Anisotropic Quantum Spin Hall Effect, Spin-Orbital Textures and Mott Transition

TL;DR

This paper explores the complex interplay of topological phases, spin textures, and Mott transitions in a 2D anisotropic spin-orbit coupled lattice, revealing novel magnetic and edge phenomena relevant to iridate compounds and graphene-like materials.

Contribution

It introduces a comprehensive analysis of topological, magnetic, and spin-orbital effects in an anisotropic spin-orbit coupled Hubbard model, including new insights into Mott transitions and edge spin textures.

Findings

Identification of topological and magnetic phases under varying interactions

Prediction of exotic edge spin textures due to anisotropic spin-orbit coupling

Analysis of bulk spin textures emerging at the Mott transition

Abstract

We investigate the interplay between topological effects and Mott physics in two dimensions on a graphene-like lattice, via a tight-binding model containing an anisotropic spin-orbit coupling on the next-nearest-neighbour links and the Hubbard interaction.
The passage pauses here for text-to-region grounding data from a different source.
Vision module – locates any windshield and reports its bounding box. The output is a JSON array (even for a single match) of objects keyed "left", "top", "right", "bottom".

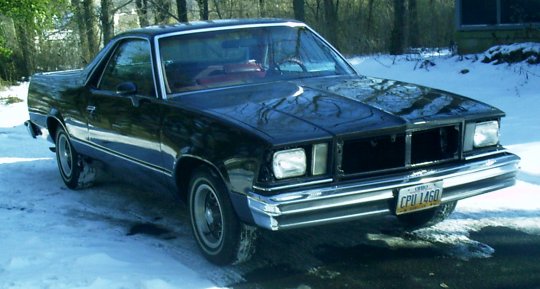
[{"left": 158, "top": 25, "right": 355, "bottom": 94}]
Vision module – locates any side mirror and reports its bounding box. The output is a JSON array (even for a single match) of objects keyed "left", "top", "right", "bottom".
[
  {"left": 116, "top": 82, "right": 137, "bottom": 96},
  {"left": 116, "top": 82, "right": 145, "bottom": 107}
]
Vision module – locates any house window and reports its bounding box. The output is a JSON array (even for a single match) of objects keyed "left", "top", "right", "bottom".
[
  {"left": 501, "top": 0, "right": 540, "bottom": 24},
  {"left": 458, "top": 0, "right": 540, "bottom": 28},
  {"left": 461, "top": 0, "right": 497, "bottom": 25}
]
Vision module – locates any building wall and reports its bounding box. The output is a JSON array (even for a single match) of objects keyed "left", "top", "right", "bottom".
[{"left": 456, "top": 27, "right": 540, "bottom": 54}]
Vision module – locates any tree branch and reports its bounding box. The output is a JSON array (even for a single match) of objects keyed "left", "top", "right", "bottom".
[
  {"left": 112, "top": 0, "right": 135, "bottom": 14},
  {"left": 145, "top": 0, "right": 181, "bottom": 23}
]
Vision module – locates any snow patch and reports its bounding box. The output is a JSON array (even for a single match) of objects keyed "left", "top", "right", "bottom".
[
  {"left": 142, "top": 279, "right": 183, "bottom": 289},
  {"left": 367, "top": 233, "right": 433, "bottom": 248},
  {"left": 74, "top": 253, "right": 129, "bottom": 267},
  {"left": 412, "top": 225, "right": 495, "bottom": 260},
  {"left": 483, "top": 42, "right": 540, "bottom": 64},
  {"left": 0, "top": 83, "right": 29, "bottom": 128},
  {"left": 0, "top": 157, "right": 52, "bottom": 164}
]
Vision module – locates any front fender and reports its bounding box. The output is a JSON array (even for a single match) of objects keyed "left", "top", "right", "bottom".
[{"left": 173, "top": 154, "right": 257, "bottom": 225}]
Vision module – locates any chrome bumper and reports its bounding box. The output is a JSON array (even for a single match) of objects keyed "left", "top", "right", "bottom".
[{"left": 247, "top": 153, "right": 520, "bottom": 231}]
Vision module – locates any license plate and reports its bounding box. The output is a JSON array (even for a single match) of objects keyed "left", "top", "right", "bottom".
[{"left": 396, "top": 181, "right": 443, "bottom": 215}]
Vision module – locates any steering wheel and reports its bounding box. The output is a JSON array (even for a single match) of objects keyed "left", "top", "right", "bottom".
[{"left": 276, "top": 57, "right": 308, "bottom": 72}]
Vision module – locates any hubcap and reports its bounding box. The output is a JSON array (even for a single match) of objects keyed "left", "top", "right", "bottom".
[
  {"left": 57, "top": 134, "right": 73, "bottom": 178},
  {"left": 193, "top": 182, "right": 224, "bottom": 250}
]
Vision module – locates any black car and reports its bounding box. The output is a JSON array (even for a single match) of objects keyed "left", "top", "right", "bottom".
[{"left": 25, "top": 19, "right": 520, "bottom": 265}]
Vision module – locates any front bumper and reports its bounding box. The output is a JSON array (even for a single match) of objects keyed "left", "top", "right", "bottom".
[{"left": 247, "top": 153, "right": 520, "bottom": 231}]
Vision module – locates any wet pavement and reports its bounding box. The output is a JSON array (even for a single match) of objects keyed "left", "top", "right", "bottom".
[{"left": 232, "top": 223, "right": 540, "bottom": 289}]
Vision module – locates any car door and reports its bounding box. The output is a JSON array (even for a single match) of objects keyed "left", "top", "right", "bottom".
[{"left": 87, "top": 38, "right": 164, "bottom": 169}]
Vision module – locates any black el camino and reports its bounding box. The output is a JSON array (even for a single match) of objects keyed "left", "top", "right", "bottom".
[{"left": 25, "top": 19, "right": 520, "bottom": 265}]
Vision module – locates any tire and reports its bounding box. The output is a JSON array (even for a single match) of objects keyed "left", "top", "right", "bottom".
[
  {"left": 55, "top": 127, "right": 94, "bottom": 189},
  {"left": 397, "top": 201, "right": 457, "bottom": 230},
  {"left": 188, "top": 167, "right": 257, "bottom": 265}
]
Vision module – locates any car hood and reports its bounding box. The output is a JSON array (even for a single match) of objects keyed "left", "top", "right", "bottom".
[{"left": 172, "top": 76, "right": 503, "bottom": 145}]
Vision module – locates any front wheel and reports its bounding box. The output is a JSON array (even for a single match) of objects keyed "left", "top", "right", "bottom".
[
  {"left": 188, "top": 167, "right": 257, "bottom": 265},
  {"left": 397, "top": 201, "right": 457, "bottom": 230}
]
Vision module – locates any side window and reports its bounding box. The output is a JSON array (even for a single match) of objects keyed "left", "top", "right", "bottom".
[{"left": 99, "top": 39, "right": 155, "bottom": 97}]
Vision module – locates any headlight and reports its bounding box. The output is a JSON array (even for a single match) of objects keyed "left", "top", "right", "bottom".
[
  {"left": 273, "top": 148, "right": 306, "bottom": 179},
  {"left": 474, "top": 121, "right": 500, "bottom": 148}
]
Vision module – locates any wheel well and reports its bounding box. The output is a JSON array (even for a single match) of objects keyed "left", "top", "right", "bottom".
[
  {"left": 175, "top": 157, "right": 226, "bottom": 202},
  {"left": 46, "top": 117, "right": 61, "bottom": 144}
]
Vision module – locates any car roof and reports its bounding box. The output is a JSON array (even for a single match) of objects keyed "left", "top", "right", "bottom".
[{"left": 115, "top": 18, "right": 303, "bottom": 39}]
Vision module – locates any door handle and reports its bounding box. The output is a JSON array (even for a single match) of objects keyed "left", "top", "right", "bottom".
[{"left": 86, "top": 105, "right": 96, "bottom": 114}]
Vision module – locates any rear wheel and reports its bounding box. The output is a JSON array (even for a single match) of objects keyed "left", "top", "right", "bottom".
[
  {"left": 397, "top": 201, "right": 457, "bottom": 230},
  {"left": 55, "top": 127, "right": 94, "bottom": 189},
  {"left": 188, "top": 167, "right": 257, "bottom": 265}
]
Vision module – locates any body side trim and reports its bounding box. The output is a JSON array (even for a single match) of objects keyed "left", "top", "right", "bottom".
[{"left": 71, "top": 137, "right": 173, "bottom": 176}]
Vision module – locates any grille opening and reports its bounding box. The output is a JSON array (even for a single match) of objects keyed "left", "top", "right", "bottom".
[
  {"left": 411, "top": 126, "right": 459, "bottom": 164},
  {"left": 342, "top": 134, "right": 406, "bottom": 174}
]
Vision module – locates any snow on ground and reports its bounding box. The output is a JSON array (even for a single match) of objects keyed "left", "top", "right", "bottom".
[{"left": 0, "top": 45, "right": 539, "bottom": 288}]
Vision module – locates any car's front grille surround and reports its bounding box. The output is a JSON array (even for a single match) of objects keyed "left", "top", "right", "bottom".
[{"left": 339, "top": 124, "right": 461, "bottom": 176}]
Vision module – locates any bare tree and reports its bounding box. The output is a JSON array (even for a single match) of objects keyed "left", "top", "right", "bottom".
[
  {"left": 154, "top": 0, "right": 172, "bottom": 24},
  {"left": 135, "top": 0, "right": 150, "bottom": 27},
  {"left": 101, "top": 0, "right": 114, "bottom": 44},
  {"left": 408, "top": 0, "right": 419, "bottom": 48},
  {"left": 70, "top": 0, "right": 90, "bottom": 64},
  {"left": 197, "top": 0, "right": 209, "bottom": 20},
  {"left": 323, "top": 0, "right": 339, "bottom": 48},
  {"left": 176, "top": 0, "right": 188, "bottom": 22},
  {"left": 13, "top": 19, "right": 35, "bottom": 75},
  {"left": 212, "top": 0, "right": 223, "bottom": 19},
  {"left": 390, "top": 0, "right": 406, "bottom": 54},
  {"left": 293, "top": 0, "right": 305, "bottom": 22},
  {"left": 365, "top": 0, "right": 375, "bottom": 38},
  {"left": 83, "top": 0, "right": 99, "bottom": 58},
  {"left": 259, "top": 0, "right": 265, "bottom": 18}
]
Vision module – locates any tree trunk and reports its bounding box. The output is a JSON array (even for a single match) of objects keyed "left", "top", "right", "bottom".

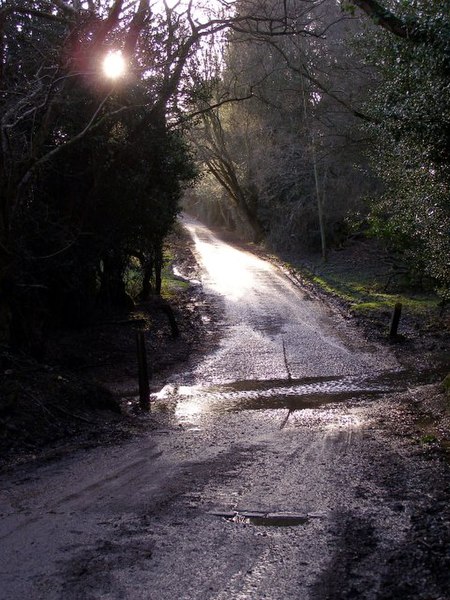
[
  {"left": 301, "top": 74, "right": 327, "bottom": 261},
  {"left": 140, "top": 257, "right": 154, "bottom": 300},
  {"left": 154, "top": 243, "right": 163, "bottom": 296},
  {"left": 312, "top": 142, "right": 327, "bottom": 262},
  {"left": 99, "top": 252, "right": 132, "bottom": 309}
]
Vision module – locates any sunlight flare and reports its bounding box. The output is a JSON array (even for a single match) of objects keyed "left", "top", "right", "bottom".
[{"left": 102, "top": 51, "right": 126, "bottom": 80}]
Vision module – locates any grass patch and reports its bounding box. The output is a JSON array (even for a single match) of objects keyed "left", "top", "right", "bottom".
[
  {"left": 310, "top": 274, "right": 354, "bottom": 302},
  {"left": 288, "top": 248, "right": 441, "bottom": 321},
  {"left": 124, "top": 246, "right": 189, "bottom": 301},
  {"left": 351, "top": 294, "right": 439, "bottom": 315},
  {"left": 161, "top": 248, "right": 189, "bottom": 299},
  {"left": 161, "top": 273, "right": 189, "bottom": 299},
  {"left": 420, "top": 433, "right": 438, "bottom": 445},
  {"left": 124, "top": 258, "right": 143, "bottom": 299}
]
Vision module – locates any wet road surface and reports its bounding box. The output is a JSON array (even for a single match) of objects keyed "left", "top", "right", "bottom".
[
  {"left": 183, "top": 219, "right": 395, "bottom": 382},
  {"left": 1, "top": 218, "right": 449, "bottom": 599}
]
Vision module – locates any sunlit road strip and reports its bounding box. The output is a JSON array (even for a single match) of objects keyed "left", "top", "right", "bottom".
[{"left": 182, "top": 215, "right": 398, "bottom": 383}]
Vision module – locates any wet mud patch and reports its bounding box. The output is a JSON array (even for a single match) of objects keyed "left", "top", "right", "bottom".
[
  {"left": 57, "top": 445, "right": 263, "bottom": 598},
  {"left": 309, "top": 411, "right": 450, "bottom": 600},
  {"left": 311, "top": 514, "right": 380, "bottom": 600},
  {"left": 251, "top": 314, "right": 284, "bottom": 336},
  {"left": 61, "top": 537, "right": 154, "bottom": 600}
]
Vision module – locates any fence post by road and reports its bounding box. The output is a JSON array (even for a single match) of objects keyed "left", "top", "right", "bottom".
[
  {"left": 136, "top": 330, "right": 150, "bottom": 411},
  {"left": 389, "top": 302, "right": 402, "bottom": 338}
]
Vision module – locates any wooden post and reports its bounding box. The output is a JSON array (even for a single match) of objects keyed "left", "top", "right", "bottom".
[
  {"left": 136, "top": 331, "right": 150, "bottom": 411},
  {"left": 389, "top": 302, "right": 402, "bottom": 338}
]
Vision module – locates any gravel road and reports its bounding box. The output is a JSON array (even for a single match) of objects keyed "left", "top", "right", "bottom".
[{"left": 1, "top": 218, "right": 449, "bottom": 600}]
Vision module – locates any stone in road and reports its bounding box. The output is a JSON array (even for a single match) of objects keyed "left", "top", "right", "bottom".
[{"left": 0, "top": 219, "right": 449, "bottom": 600}]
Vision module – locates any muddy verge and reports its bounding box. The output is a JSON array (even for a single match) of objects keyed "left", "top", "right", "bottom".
[{"left": 0, "top": 226, "right": 218, "bottom": 472}]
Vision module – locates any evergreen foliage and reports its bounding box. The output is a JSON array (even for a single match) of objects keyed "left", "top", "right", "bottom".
[
  {"left": 362, "top": 0, "right": 450, "bottom": 299},
  {"left": 0, "top": 1, "right": 198, "bottom": 350}
]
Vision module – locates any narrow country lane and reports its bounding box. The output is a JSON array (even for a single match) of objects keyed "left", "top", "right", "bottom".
[
  {"left": 1, "top": 218, "right": 449, "bottom": 600},
  {"left": 182, "top": 218, "right": 396, "bottom": 383}
]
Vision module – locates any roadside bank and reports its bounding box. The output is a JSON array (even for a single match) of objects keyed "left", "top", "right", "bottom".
[{"left": 0, "top": 225, "right": 215, "bottom": 471}]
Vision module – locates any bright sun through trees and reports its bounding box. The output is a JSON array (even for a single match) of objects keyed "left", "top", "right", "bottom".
[{"left": 102, "top": 50, "right": 126, "bottom": 79}]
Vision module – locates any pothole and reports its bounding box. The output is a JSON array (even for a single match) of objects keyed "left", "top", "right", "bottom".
[{"left": 211, "top": 510, "right": 325, "bottom": 527}]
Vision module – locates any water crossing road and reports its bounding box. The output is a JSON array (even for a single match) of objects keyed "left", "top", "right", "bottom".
[{"left": 1, "top": 219, "right": 449, "bottom": 600}]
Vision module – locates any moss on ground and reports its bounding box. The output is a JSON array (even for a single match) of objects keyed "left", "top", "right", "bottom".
[
  {"left": 124, "top": 245, "right": 190, "bottom": 301},
  {"left": 290, "top": 246, "right": 442, "bottom": 323},
  {"left": 161, "top": 249, "right": 190, "bottom": 299}
]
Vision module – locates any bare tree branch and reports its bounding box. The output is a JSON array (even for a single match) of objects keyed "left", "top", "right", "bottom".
[
  {"left": 266, "top": 39, "right": 375, "bottom": 123},
  {"left": 346, "top": 0, "right": 449, "bottom": 54},
  {"left": 172, "top": 92, "right": 254, "bottom": 127},
  {"left": 124, "top": 0, "right": 150, "bottom": 56},
  {"left": 50, "top": 0, "right": 77, "bottom": 17},
  {"left": 92, "top": 0, "right": 124, "bottom": 47},
  {"left": 16, "top": 90, "right": 112, "bottom": 198},
  {"left": 347, "top": 0, "right": 418, "bottom": 39}
]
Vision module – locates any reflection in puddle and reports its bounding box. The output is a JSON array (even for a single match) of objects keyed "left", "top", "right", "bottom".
[
  {"left": 174, "top": 398, "right": 204, "bottom": 421},
  {"left": 152, "top": 372, "right": 410, "bottom": 425},
  {"left": 288, "top": 409, "right": 364, "bottom": 430},
  {"left": 212, "top": 510, "right": 316, "bottom": 527}
]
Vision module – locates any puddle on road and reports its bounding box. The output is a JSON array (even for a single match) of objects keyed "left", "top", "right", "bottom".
[
  {"left": 151, "top": 368, "right": 445, "bottom": 425},
  {"left": 211, "top": 510, "right": 319, "bottom": 527},
  {"left": 154, "top": 372, "right": 406, "bottom": 413}
]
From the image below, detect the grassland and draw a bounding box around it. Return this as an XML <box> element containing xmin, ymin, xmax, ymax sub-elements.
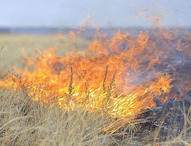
<box><xmin>0</xmin><ymin>34</ymin><xmax>90</xmax><ymax>73</ymax></box>
<box><xmin>0</xmin><ymin>34</ymin><xmax>191</xmax><ymax>145</ymax></box>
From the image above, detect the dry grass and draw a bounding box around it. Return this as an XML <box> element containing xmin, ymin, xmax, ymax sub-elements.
<box><xmin>1</xmin><ymin>88</ymin><xmax>190</xmax><ymax>145</ymax></box>
<box><xmin>0</xmin><ymin>34</ymin><xmax>191</xmax><ymax>145</ymax></box>
<box><xmin>0</xmin><ymin>34</ymin><xmax>90</xmax><ymax>73</ymax></box>
<box><xmin>0</xmin><ymin>89</ymin><xmax>114</xmax><ymax>145</ymax></box>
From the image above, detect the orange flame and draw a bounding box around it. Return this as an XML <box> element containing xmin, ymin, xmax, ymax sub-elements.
<box><xmin>0</xmin><ymin>29</ymin><xmax>190</xmax><ymax>133</ymax></box>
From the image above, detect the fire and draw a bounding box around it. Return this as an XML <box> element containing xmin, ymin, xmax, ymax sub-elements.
<box><xmin>0</xmin><ymin>29</ymin><xmax>190</xmax><ymax>133</ymax></box>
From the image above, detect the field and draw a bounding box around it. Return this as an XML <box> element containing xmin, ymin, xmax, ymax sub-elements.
<box><xmin>0</xmin><ymin>33</ymin><xmax>191</xmax><ymax>145</ymax></box>
<box><xmin>0</xmin><ymin>34</ymin><xmax>90</xmax><ymax>72</ymax></box>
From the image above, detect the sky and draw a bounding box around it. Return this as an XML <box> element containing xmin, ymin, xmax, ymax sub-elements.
<box><xmin>0</xmin><ymin>0</ymin><xmax>191</xmax><ymax>28</ymax></box>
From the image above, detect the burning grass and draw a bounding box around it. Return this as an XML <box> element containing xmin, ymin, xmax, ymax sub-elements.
<box><xmin>0</xmin><ymin>29</ymin><xmax>191</xmax><ymax>145</ymax></box>
<box><xmin>0</xmin><ymin>88</ymin><xmax>191</xmax><ymax>145</ymax></box>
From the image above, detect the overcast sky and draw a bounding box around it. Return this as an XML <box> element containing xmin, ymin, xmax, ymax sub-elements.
<box><xmin>0</xmin><ymin>0</ymin><xmax>191</xmax><ymax>27</ymax></box>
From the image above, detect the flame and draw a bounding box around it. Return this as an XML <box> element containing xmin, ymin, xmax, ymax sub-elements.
<box><xmin>0</xmin><ymin>29</ymin><xmax>191</xmax><ymax>133</ymax></box>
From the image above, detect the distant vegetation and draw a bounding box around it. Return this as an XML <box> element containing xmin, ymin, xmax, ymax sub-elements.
<box><xmin>1</xmin><ymin>27</ymin><xmax>190</xmax><ymax>39</ymax></box>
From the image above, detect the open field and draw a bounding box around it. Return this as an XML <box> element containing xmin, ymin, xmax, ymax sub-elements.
<box><xmin>0</xmin><ymin>34</ymin><xmax>90</xmax><ymax>73</ymax></box>
<box><xmin>0</xmin><ymin>34</ymin><xmax>191</xmax><ymax>145</ymax></box>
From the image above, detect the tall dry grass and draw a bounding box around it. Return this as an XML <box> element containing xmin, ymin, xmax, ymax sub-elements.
<box><xmin>1</xmin><ymin>88</ymin><xmax>191</xmax><ymax>145</ymax></box>
<box><xmin>0</xmin><ymin>89</ymin><xmax>115</xmax><ymax>145</ymax></box>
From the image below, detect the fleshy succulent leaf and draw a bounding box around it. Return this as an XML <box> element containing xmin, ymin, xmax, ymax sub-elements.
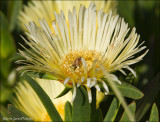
<box><xmin>149</xmin><ymin>103</ymin><xmax>159</xmax><ymax>122</ymax></box>
<box><xmin>120</xmin><ymin>102</ymin><xmax>136</xmax><ymax>121</ymax></box>
<box><xmin>64</xmin><ymin>101</ymin><xmax>72</xmax><ymax>121</ymax></box>
<box><xmin>23</xmin><ymin>74</ymin><xmax>62</xmax><ymax>121</ymax></box>
<box><xmin>93</xmin><ymin>108</ymin><xmax>103</xmax><ymax>122</ymax></box>
<box><xmin>72</xmin><ymin>86</ymin><xmax>91</xmax><ymax>121</ymax></box>
<box><xmin>107</xmin><ymin>81</ymin><xmax>144</xmax><ymax>99</ymax></box>
<box><xmin>104</xmin><ymin>97</ymin><xmax>120</xmax><ymax>121</ymax></box>
<box><xmin>55</xmin><ymin>85</ymin><xmax>72</xmax><ymax>99</ymax></box>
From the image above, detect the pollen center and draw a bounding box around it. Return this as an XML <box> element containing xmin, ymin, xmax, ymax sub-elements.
<box><xmin>60</xmin><ymin>50</ymin><xmax>102</xmax><ymax>77</ymax></box>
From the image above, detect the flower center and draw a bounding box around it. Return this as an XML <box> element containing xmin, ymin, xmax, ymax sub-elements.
<box><xmin>60</xmin><ymin>50</ymin><xmax>102</xmax><ymax>78</ymax></box>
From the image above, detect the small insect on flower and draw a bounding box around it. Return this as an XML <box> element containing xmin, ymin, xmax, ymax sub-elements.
<box><xmin>17</xmin><ymin>3</ymin><xmax>148</xmax><ymax>103</ymax></box>
<box><xmin>72</xmin><ymin>57</ymin><xmax>82</xmax><ymax>70</ymax></box>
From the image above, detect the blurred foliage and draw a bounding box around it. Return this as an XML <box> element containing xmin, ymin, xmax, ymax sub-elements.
<box><xmin>0</xmin><ymin>0</ymin><xmax>159</xmax><ymax>121</ymax></box>
<box><xmin>7</xmin><ymin>1</ymin><xmax>22</xmax><ymax>32</ymax></box>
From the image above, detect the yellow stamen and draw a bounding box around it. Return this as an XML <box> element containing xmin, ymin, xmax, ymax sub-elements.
<box><xmin>60</xmin><ymin>50</ymin><xmax>102</xmax><ymax>78</ymax></box>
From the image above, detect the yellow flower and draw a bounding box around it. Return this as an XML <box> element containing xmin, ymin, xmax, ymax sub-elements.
<box><xmin>17</xmin><ymin>3</ymin><xmax>148</xmax><ymax>103</ymax></box>
<box><xmin>19</xmin><ymin>0</ymin><xmax>117</xmax><ymax>31</ymax></box>
<box><xmin>13</xmin><ymin>79</ymin><xmax>72</xmax><ymax>121</ymax></box>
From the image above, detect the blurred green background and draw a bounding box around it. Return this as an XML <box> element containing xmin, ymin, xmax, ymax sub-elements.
<box><xmin>0</xmin><ymin>0</ymin><xmax>159</xmax><ymax>121</ymax></box>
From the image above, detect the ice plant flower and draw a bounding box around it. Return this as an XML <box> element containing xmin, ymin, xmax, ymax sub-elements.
<box><xmin>17</xmin><ymin>3</ymin><xmax>148</xmax><ymax>103</ymax></box>
<box><xmin>13</xmin><ymin>79</ymin><xmax>72</xmax><ymax>121</ymax></box>
<box><xmin>19</xmin><ymin>0</ymin><xmax>117</xmax><ymax>32</ymax></box>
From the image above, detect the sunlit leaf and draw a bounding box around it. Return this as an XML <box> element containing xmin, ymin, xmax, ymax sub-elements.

We thoroughly analyze the resulting phases, namely a topological band insulator phase or anisotropic quantum Spin Hall phase until moderate interactions, a N\'eel and Spiral phase at large interactions in the Mott regime, as well as the formation of a spin-orbital texture in the bulk at the Mott transition. The emergent magnetic orders at large interactions are analyzed through a spin wave analysis and mathematical arguments. At weak interactions, by analogy with the Kane-Mele model, the system is described through a Z_2 topological invariant. In addition, we describe how the anisotropic spin-orbit coupling already produces an exotic spin texture at the edges. The physics at the Mott transition is described in terms of a U(1) slave rotor theory. Taking into account gauge fluctuations around the mean-field saddle point solution, we show how the spin texture now proliferates into the bulk above the Mott critical point. The latter emerges from the response of the spinons under the insertion of monopoles and this becomes more pronounced as the spin-orbit coupling becomes prevalent. We discuss implications of our predictions for thin films of the iridate compound Na2IrO3 and also graphene-like systems.